Sneetje van 5 cm vervangt openhartoperatie voor aortaklepvervanging
UZ Brussel stelt minimaal invasieve ingreep voor behandeling vernauwde aortaklep aan patiënten voor
In het Centrum voor Hart- en Vaatziekten van het UZ Brussel krijgen oudere patiënten met een vernauwde aortaklep (aortaklepstenose) sinds begin dit jaar een aortaklepvervanging via een minimaal invasieve toegang. Zeker voor patiënten van 70 jaar of ouder met een ernstige vernauwing van de aortaklep biedt deze aanpak, waarbij de chirurg het borstbeen niet meer moet openmaken, verschillende voordelen: snellere revalidatie en het terug opnemen van de dagelijkse activiteiten, minder impact op de mobiliteit van de patiënt. Ook de kans op long- en wondinfecties na de ingreep is kleiner. Op basis van de ervaring die intussen werd opgedaan zal het Hartheelkundeteam van het UZ Brussel deze minimaal invasieve ingreep ook aanbieden aan patiënten jonger dan 70 jaar. Het UZ Brussel is momenteel in Vlaanderen en Brussel het enige ziekenhuis waar patiënten voor deze ingreep terecht kunnen.
Snellere revalidatie, minder pijn en minder complicaties
Het vervangen van een aortaklep is een van de meest voorkomende hartchirurgische ingrepen. Tot voor kort werd een vernauwde aortaklep in de meeste gevallen vervangen door een kunstklep via een operatie waarbij de chirurg het borstbeen opent om bij het hart en de aangetaste klep te geraken. Het hart wordt dan tijdelijk stilgelegd en een hart-longmachine neemt de ademhaling en bloedcirculatie over.
“Bij ouderen verrichten we een aortaklepvervanging al sinds 2013 met een hechtingloze klep. De operatietijd is dan aanzienlijk korter met minder complicaties als gevolg. De toegang tot de aortaklep die we sinds begin dit jaar gebruiken is nog kleiner. We doen dit via een klein sneetjes van 5 cm tussen de ribben van de rechterborstkas. Patiënten hebben dan niet alleen een veel kleiner litteken, maar vooral ook minder pijn. Omdat revalidatie zoals na een doorgenomen borstbeen in mindere mate nodig is, kunnen ze hun dagelijkse activiteiten ook sneller hervatten. Ook long- en wondinfecties en de kans op hartfalen komen minder voor en de ingreep gaat met beduidend minder bloedverlies gepaard,” licht dr. Jan Nijs van de dienst Hartheelkunde van het Centrum voor Hart- en Vaatziekten in het UZ Brussel toe.
Uitbreiding naar meer patiënten
“Op basis van de ervaring die we intussen hebben opgebouwd, zullen we deze optie ook aan patiënten jonger dan 70 aanbieden, bij wie een klepprothese wordt gebruikt die dient ingehecht te worden,” besluit dr. Ines Van Loo van de dienst Hartheelkunde.
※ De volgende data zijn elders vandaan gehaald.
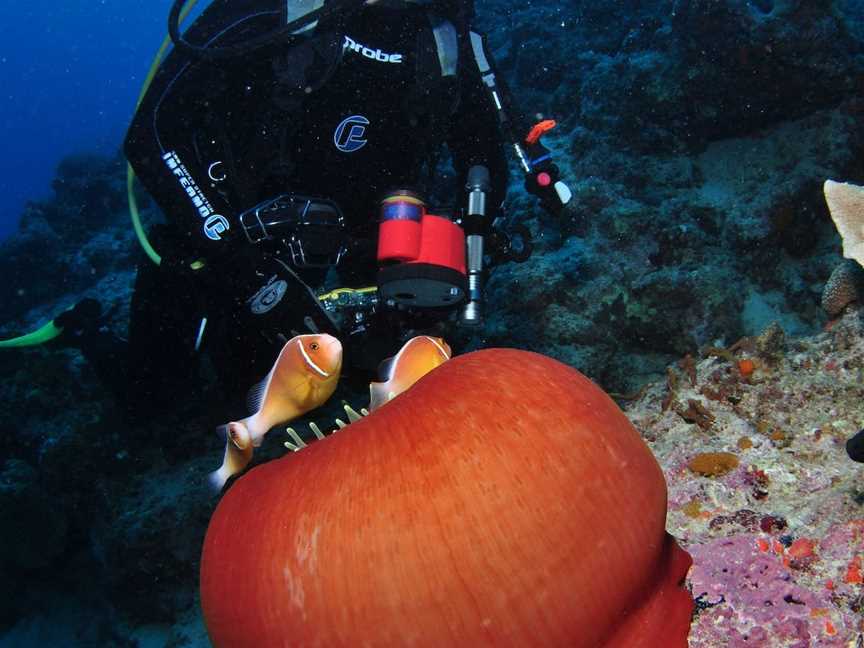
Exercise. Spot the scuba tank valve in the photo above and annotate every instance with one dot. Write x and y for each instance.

Langere overleving dankzij tijdige vervanging
Een vernauwde aortaklep komt vooral voor bij ouderen en mensen met een aangeboren afwijkende aanleg van de aortaklep (tweeslippige aortaklep). De vernauwing wordt veroorzaakt door verkalking van de klep. Deze aandoening is in westerse landen de meest voorkomende hartklepafwijking. Door de vernauwing van de aortaklep opent de hartklep niet meer goed. Het hart moet harder werken om het bloed uit het hart via de aorta door het lichaam te pompen. Recent wetenschappelijk onderzoek toont aan dat tijdige vervanging van de vernauwde aortaklep leidt tot een langere overleving en beter verdwijnen van de klachten. Wanneer onbehandeld kan dit leiden tot hartfalen of plotse dood.
De natuurlijke evolutie van de aandoening is relatief snel en uit zich door klachten van vermoeidheid, kortademigheid, druk op de borst, duizeligheid en flauwvallen, maar kan ook zonder klachten aanwezig zijn. De diagnose wordt meestal gesteld door een echocardiografie, een niet-agressieve beeldvormingstechniek waarbij de klep met ultrageluid in beeld wordt gebracht en de ernst van de vernauwing kan worden bepaald.